Molecular Dynamics Simulation Of Phase Change Of Alkane Binary Mixed System

Phase change energy storage technology, which is a storing and releasing energy technology by phase change material's reception and release of heat, is used widely in solar energy, building energy conservation, industrial exhaust heat and textile industry. Paraffin made up of straight chain hydrocarbon is one of the organic phase change materials. Its general expression is CnH2n+2. In the practical application, phase change temperature must consistent with different working conditions and can be changed by adjusting constituent of organic mixture. Therefore, it is important to study how to gain the special phase change temperature by adjusting constituent of mixture. Comparing with the tradition method differential scanning caborimetry and dynamic thermomechametry, molecular dynamics simulation is used as the main study method in this article.The potential function is ORGANIC which includes inter-molecular force L-J and intra-molecular force OPLS. Predictor-corrector method is undertaken to compute equation of motion. Velocity scaling method is used to control temperature. Parrinello-Rahman is used to control pressure and periodic boundary condition is undertaken in every simulation system.There are two parts in this paper.In the first part, molecular dynamics simulation (NTP ensemble) is adopted to study the melt behavior of Heptadecane, Pentadecane and Heptadecane-Pentadecane mixed system (six systems in all, 530 particles). Self-diffusion coefficient and specific volume changing along with temperature are drafted by collecting the movement locus of particles to determine the phase change temperature of every system.
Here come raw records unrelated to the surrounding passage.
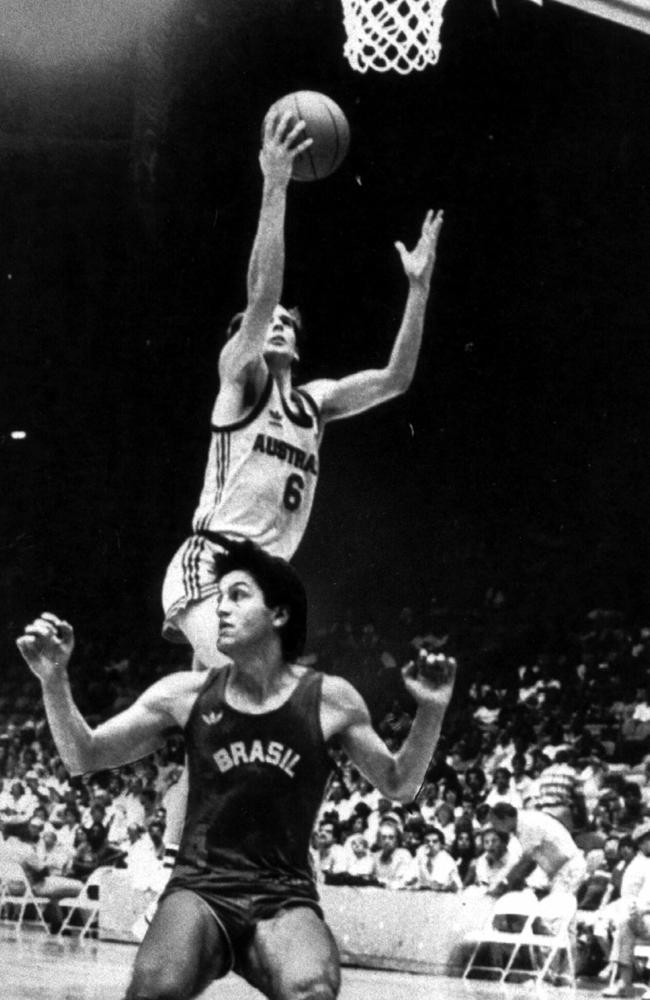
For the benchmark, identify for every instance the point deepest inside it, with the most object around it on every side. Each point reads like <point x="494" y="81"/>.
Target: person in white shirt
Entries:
<point x="634" y="921"/>
<point x="359" y="860"/>
<point x="435" y="867"/>
<point x="503" y="790"/>
<point x="492" y="865"/>
<point x="545" y="844"/>
<point x="393" y="866"/>
<point x="336" y="803"/>
<point x="329" y="856"/>
<point x="53" y="856"/>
At the same time, Bond length, Bond angle and Dihedral angle changing along with temperature are drafted by collecting the internal coordinate of particles to study material microscopic structure of Heptadecane in melting process.In the second part, molecular dynamics simulation (NTV ensemble) is adopted to study the melt behavior of Heptadecane, Eicosane and Heptadecane-Eicosane mixed system (eleven systems in all, 3100 particles). Phase temperatures of these systems are gained by self-diffusion coefficient changing along with temperature. The results show that different phase transition temperatures can be gained to fit different working conditions by adjusting constituent of mixture.